The $7.54 billion bond replaces an $11.1 billion bond that was approved by the Legislature in 2009 (before the recession) but was delayed being placed on the ballot until this November. The new bond includes $810 million for regional water programs, to create drought resiliency and new supplies, including $510 million for Integrated Regional Water Management, of which the North Coast would receive $26.5 million and the Bay Area would receive $65 million. The Water Agency includes portions of both regions, and, with its regional partners, would be eligible for grants from this funding.
“Thanks to the Legislature and the Governor, Sonoma County will benefit from this bond,” said Supervisor and Water Agency Director Mike McGuire.

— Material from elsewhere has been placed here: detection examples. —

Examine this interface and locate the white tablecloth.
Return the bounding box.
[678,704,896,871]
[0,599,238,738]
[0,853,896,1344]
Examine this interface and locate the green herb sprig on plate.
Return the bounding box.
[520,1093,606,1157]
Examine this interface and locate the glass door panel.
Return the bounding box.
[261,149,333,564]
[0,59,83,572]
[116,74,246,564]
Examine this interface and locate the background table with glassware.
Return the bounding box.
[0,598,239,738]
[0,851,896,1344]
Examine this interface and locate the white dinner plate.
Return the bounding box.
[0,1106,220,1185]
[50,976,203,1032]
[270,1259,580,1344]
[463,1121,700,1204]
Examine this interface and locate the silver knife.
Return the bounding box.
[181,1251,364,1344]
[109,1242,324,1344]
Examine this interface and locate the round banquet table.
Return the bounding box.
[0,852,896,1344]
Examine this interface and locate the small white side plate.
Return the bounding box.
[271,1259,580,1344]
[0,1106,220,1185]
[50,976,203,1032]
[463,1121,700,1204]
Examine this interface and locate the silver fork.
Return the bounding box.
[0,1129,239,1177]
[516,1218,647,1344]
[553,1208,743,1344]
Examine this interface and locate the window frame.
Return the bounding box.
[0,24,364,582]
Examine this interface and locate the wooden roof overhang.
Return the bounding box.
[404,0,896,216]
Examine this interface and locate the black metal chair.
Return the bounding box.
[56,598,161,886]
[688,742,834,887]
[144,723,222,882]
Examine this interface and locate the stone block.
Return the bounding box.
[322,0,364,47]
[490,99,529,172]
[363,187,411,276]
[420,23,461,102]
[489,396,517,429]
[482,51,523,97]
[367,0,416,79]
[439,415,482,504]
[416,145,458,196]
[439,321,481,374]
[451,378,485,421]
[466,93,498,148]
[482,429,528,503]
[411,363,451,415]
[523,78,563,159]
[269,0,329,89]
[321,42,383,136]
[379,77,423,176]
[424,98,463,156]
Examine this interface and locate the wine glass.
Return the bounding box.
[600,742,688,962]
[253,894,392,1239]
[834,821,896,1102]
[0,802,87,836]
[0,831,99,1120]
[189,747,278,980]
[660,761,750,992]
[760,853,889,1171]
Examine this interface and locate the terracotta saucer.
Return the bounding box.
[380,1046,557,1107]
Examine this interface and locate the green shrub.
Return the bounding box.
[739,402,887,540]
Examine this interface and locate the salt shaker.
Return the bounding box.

“This bond could help make us less vulnerable in future droughts by potentially funding local storage projects, implementing successful recycled water initiatives and moving conservation and habitat enhancement projects forward which will benefit endangered fish.”
The bond provides $900 million for groundwater cleanup and sustainability and $200 million for projects to capture storm water to recharge groundwater aquifers or to be stored for future use.
“Our groundwater is a precious resource,” said Supervisor and Water Agency Director Shirlee Zane. “We’re excited about this bond, including possible funding for pilot projects that could help recharge groundwater levels.”
The measure includes $1.495 billion for rivers, streams, lakes and coastal watershed improvements, to help protect water quality and enhance or preserve in stream flows.
“The Russian River has three fish that are on the endangered species list. Our local water supply is dependent on enhancing our watershed to provide habitat and safe passage for Coho, Chinook and steelhead. The bond will provide funding that could help us meet these goals.” Said Supervisor and Water Agency Director Efren Carrillo.
The bond includes $725 million for recycled water projects, including for treatment, storage and distribution. The Water Agency operates eight sanitation facilities countywide, including three that provide recycled water for irrigation.
“Recycled water is a tremendous underused resource. This bond could help us expand our use of recycled water to farms, playing fields, parks and golf courses,” said Supervisor and Water Agency Director Susan Gorin.
In addition to the funding mentioned above, the bond provides $520 million to cleanup drinking water and beef-up small water systems, $2.7 billion for Delta storage and ecosystem improvements and $395 million for flood management.